In his excellent post about the myriad flaws in the administration’s probable (and inchoate) containment plan for Iran, Max Boot makes a very important point, one I’ve somehow missed when reading others on the same subject.  He argues that Leftist nostalgic for the realpolitik of the Cold War, which saw us learning to live uneasily alongside a nuclear Soviet Union, can be replicated here:

Those policies worked against the Soviet Union, but no one should have any illusions that they provide a painless fix to the threat posed by Iran. In the first place, even with the Soviets, there were a few moments when nuclear war was a serious possibility. Remember the Cuban Missile Crisis? There is no guarantee that a replay with Iran — say a Lebanese Missile Crisis — would be resolved so peaceably. Moreover, even if we avoided World War III, containing the Soviets was hardly bloodless — it cost the lives of nearly a 100,000 American soldiers in Korea and Vietnam.

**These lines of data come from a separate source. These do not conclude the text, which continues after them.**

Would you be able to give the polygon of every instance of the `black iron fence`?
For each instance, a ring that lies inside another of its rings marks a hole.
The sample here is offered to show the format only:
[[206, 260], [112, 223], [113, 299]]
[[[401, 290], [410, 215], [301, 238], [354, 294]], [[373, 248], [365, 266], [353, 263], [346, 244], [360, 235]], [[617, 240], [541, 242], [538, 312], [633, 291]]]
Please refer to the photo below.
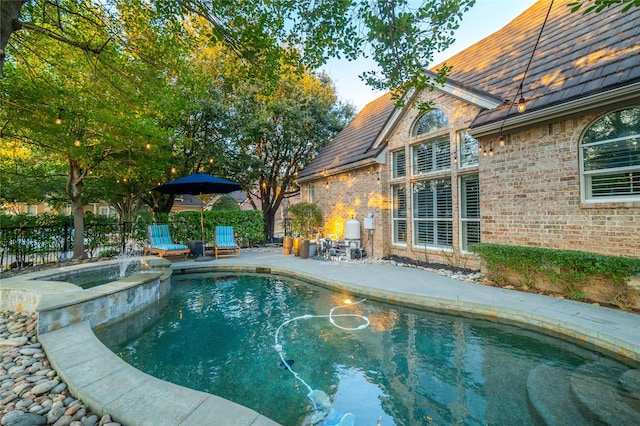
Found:
[[[85, 253], [94, 258], [139, 251], [138, 235], [131, 222], [85, 224]], [[0, 271], [68, 260], [73, 254], [73, 237], [69, 223], [0, 228]]]

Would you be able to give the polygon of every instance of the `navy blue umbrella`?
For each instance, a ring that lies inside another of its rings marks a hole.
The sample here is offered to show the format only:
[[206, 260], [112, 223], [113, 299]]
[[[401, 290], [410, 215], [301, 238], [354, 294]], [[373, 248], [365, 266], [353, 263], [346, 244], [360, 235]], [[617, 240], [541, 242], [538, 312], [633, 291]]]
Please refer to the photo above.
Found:
[[[203, 172], [196, 172], [189, 176], [174, 179], [153, 188], [154, 191], [174, 195], [228, 194], [229, 192], [239, 191], [241, 189], [240, 184]], [[202, 228], [202, 256], [196, 260], [211, 260], [211, 258], [207, 258], [204, 255], [204, 206], [202, 205], [202, 198], [200, 198], [200, 227]]]
[[242, 187], [230, 180], [211, 176], [203, 172], [196, 172], [192, 175], [181, 177], [169, 181], [163, 185], [153, 188], [154, 191], [163, 194], [228, 194], [239, 191]]

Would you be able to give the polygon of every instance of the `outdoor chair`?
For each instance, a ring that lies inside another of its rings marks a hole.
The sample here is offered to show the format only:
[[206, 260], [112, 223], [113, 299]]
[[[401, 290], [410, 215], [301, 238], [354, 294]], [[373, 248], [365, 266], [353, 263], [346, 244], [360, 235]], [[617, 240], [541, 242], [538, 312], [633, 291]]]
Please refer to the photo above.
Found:
[[216, 259], [219, 256], [240, 256], [240, 246], [233, 235], [233, 226], [216, 226], [213, 255]]
[[160, 257], [165, 256], [187, 256], [191, 252], [189, 247], [184, 244], [174, 244], [169, 234], [169, 225], [149, 225], [149, 246], [144, 248], [144, 254], [158, 254]]

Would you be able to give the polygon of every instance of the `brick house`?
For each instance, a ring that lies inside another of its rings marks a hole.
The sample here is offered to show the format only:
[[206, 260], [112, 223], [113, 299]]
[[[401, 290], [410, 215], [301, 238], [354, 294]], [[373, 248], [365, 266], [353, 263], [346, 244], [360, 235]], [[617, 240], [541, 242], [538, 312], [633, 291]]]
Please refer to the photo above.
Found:
[[640, 257], [640, 8], [570, 2], [539, 0], [405, 108], [367, 105], [299, 174], [325, 234], [373, 213], [378, 257], [471, 266], [479, 241]]

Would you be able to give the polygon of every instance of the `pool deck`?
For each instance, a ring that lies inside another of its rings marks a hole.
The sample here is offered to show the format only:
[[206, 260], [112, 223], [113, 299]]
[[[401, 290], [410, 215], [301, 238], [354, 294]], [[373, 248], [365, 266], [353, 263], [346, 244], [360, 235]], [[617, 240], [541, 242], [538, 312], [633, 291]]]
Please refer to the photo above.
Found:
[[[467, 283], [416, 268], [326, 262], [276, 252], [196, 262], [171, 259], [174, 273], [264, 272], [299, 278], [392, 303], [463, 313], [547, 330], [594, 349], [640, 361], [640, 315], [555, 297]], [[40, 335], [47, 356], [70, 390], [98, 414], [133, 425], [274, 425], [230, 401], [162, 382], [114, 355], [88, 321]]]

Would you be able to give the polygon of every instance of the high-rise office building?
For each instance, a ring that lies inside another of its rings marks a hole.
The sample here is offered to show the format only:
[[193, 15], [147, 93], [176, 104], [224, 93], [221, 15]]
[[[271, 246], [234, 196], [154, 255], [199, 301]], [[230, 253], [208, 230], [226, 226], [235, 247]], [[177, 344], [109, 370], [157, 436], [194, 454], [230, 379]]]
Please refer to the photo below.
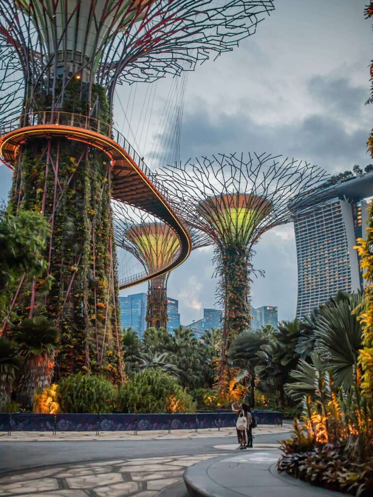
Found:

Well, there is that, but there’s also a more abstract problem, and that is the nature of the nuclear opponent.  The Soviet Union was made up of political ideologues who dearly wanted power in this world.  Power, after all, is a thing of the real world.  This meant that a certain pragmatism infused all of the Soviet efforts.  They were willing to play nuclear chicken with us, but the Soviets were not personally inclined to be the ones driving off the cliff.

How different are the Iranians.  They are not ideologues, they are zealots.  They’re orientation isn’t this world, it’s the next.  They are aiming for Armageddon.  Their particular world view demands a man-made conflagration as a prerequisite for the coming of the 12th Iman.  As far as they’re concerned, the game of chicken is won if everyone drives off the cliff.

This profound ideological difference between the Soviets and the Iranians is why containment is foolish at best and suicidal at worst.  The mutual deterrence strategy that characterized the Cold War worked because each side, ultimately, wanted to live.  The Soviets may not have cared about the bodies strewn in their paths, but they cared a great deal about their own power and about having a base over which to lord it.  Personal nuclear immolation didn’t factor into their plans.

How different are the Mullahs, who see their job on this earth as destructive — of others and of themselves.  So what if they start a nuclear war?  When everything is dead and gone, the truth faith will still hover over the dust.